Auch eine ältere Mutter kann mal so reagieren oder etwa nicht, fragt Melanie. Es ärgert sie, dass die „Umgebung“, und damit meint sie ihre Mutter und die Erzieherinnen im Heim, ihr ständig die Selbstständigkeit absprechen. „Meine Mutter hat gesagt, ich sei nicht reif genug für ein Kind.“ Die beiden haben sich gestritten, und deshalb ist sie ins Mutter-Kind-Heim gezogen. Doch dort ist die Kontrolle groß. Die Heimregeln sollen denen einer Familie entsprechen. So möchte Hatun die sechshuundert Mark Erziehungsgeld für Cans Ausbildung sparen und bewahrt das Geld auf. Nicht auf einem Konto, sondern irgendwo. Wo, das sagt sie den Betreuerinnen nicht. Die wollen das aber gern wissen. „Ich weiß doch selbst, was ich mit meinem Geld mache“, sagt Hatun und verdreht die Augen.Hatun und Melanie fühlen sich erwachsen und damit auch verantwortlich. Deswegen finden sie auch die ewigen Fragen „total blöd“. Wie kann denn ein Kind Kinder in die Welt setzen?

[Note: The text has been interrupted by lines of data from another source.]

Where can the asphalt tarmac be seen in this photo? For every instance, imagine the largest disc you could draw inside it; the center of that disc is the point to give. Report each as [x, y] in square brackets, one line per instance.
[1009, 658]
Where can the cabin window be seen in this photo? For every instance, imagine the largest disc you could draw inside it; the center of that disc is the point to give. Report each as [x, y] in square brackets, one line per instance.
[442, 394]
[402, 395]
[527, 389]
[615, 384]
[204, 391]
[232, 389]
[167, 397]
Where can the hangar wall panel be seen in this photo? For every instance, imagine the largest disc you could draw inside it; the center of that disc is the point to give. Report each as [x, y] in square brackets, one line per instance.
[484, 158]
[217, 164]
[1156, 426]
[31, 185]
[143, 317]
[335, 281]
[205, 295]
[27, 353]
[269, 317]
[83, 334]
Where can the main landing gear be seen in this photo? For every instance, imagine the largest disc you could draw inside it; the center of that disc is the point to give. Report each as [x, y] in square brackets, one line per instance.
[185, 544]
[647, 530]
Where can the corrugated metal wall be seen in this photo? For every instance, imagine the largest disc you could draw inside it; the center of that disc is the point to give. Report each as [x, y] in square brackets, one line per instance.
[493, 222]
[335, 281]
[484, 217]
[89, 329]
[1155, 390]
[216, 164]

Verhütungsmittel gibt es doch heutzutage an jeder Ecke.

„Die meisten sagen, sie hätten sich geschützt und es sei ein Unfall gewesen“, weiß Elke Hespelt. Sie haben irgendwie verhütet. Wie zum Beispiel Claudia. Die Siebzehnjährige hat die Pille genommen, „aber nur ab und zu“, wie sie freimütig und fast ein bisschen stolz zugibt. Sie habe sich immer wieder überreden lassen, mit Jungs zu schlafen. Deswegen wisse sie auch nicht genau, wer der Vater ihres 10 Monate alten Sohnes ist.

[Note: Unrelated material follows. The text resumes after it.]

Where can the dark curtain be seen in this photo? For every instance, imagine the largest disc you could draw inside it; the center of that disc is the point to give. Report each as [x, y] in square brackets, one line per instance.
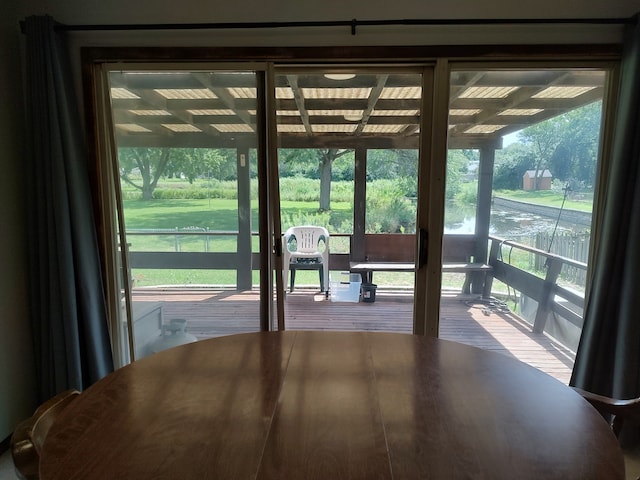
[68, 310]
[608, 357]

Die frühen Schwangerschaften entstehen auch durch mangelndes Körpergefühl: Viele Mädchen haben nur ein sehr unvollständiges Bild ihres Körpers, sagt MüLe-Lehrerin Marianne Janitzki. Sie kenne einige Mädchen, die im fünften Monat nicht gewusst hätten, dass sie schwanger sind. Von ihrer Umwelt gebe es keine Anteilnahme: „Die hat wohl ein bisschen zugenommen“, hieß es, als der Bauch runder wurde. Abtreibung sei für die meisten Mädchen keine Alternative: „Das ist für sie Mord.“ Junge Mütter, hat Elke Hespelt beobachtet, würden häufiger als andere in die traditionelle Rolle der Frau schlüpfen, um es „besser“ als ihre Mütter zu machen.

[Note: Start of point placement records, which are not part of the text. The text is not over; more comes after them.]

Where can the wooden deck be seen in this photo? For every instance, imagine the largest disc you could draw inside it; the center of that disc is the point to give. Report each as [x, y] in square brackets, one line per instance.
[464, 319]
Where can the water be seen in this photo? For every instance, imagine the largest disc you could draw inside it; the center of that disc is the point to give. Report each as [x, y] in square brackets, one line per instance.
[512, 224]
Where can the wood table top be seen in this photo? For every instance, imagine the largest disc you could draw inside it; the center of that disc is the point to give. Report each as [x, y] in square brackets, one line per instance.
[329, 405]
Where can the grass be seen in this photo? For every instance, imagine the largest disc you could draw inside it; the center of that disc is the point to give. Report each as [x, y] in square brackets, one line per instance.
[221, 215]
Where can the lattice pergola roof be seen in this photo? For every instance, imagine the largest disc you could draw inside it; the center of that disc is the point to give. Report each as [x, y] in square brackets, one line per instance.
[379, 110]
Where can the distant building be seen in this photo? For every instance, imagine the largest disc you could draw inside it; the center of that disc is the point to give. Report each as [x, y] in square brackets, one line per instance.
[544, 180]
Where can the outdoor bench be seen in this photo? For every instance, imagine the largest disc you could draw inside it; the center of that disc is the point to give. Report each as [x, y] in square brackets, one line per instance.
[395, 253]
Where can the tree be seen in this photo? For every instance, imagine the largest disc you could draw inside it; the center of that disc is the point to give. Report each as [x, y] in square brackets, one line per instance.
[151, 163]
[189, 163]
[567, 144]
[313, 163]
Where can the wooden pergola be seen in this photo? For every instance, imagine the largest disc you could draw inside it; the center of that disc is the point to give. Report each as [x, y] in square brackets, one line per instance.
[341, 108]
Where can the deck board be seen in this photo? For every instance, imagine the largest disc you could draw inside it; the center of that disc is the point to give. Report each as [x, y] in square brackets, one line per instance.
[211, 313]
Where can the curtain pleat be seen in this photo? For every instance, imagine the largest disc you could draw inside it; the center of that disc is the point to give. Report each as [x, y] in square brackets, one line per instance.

Melanie sorgt nicht nur für ihr Kind, sondern auch für ihren Freund, der ebenfalls keinen Abschluss hat und von Sozialhilfe lebt: Sie kocht, wäscht, putzt – für alle drei. Sie sind bereits verlobt, berichtet sie stolz, und nächstes Jahr wollen sie heiraten. Melanie will noch ein zweites Kind. Irgendwann. Doch die Siebzehnjährige versucht auch ihren Status aufzuwerten. Genau wie Hatun. Beide wollen den erweiterten Hauptschulabschluss nachholen, komme was wolle. Das Heim, in dem sie leben, bietet dafür fast ideale Voraussetzungen. Sie können morgens ihre Kinder in der hauseigenen Krippe abgeben und lernen dann gruppenweise für den Abschluss. Gegen 15 Uhr holen sie die Kinder ab. Eine Erzieherin springt am Nachmittag, abends und notfalls in der Nacht ein, wenn es zu viel Geschrei und Stress gibt.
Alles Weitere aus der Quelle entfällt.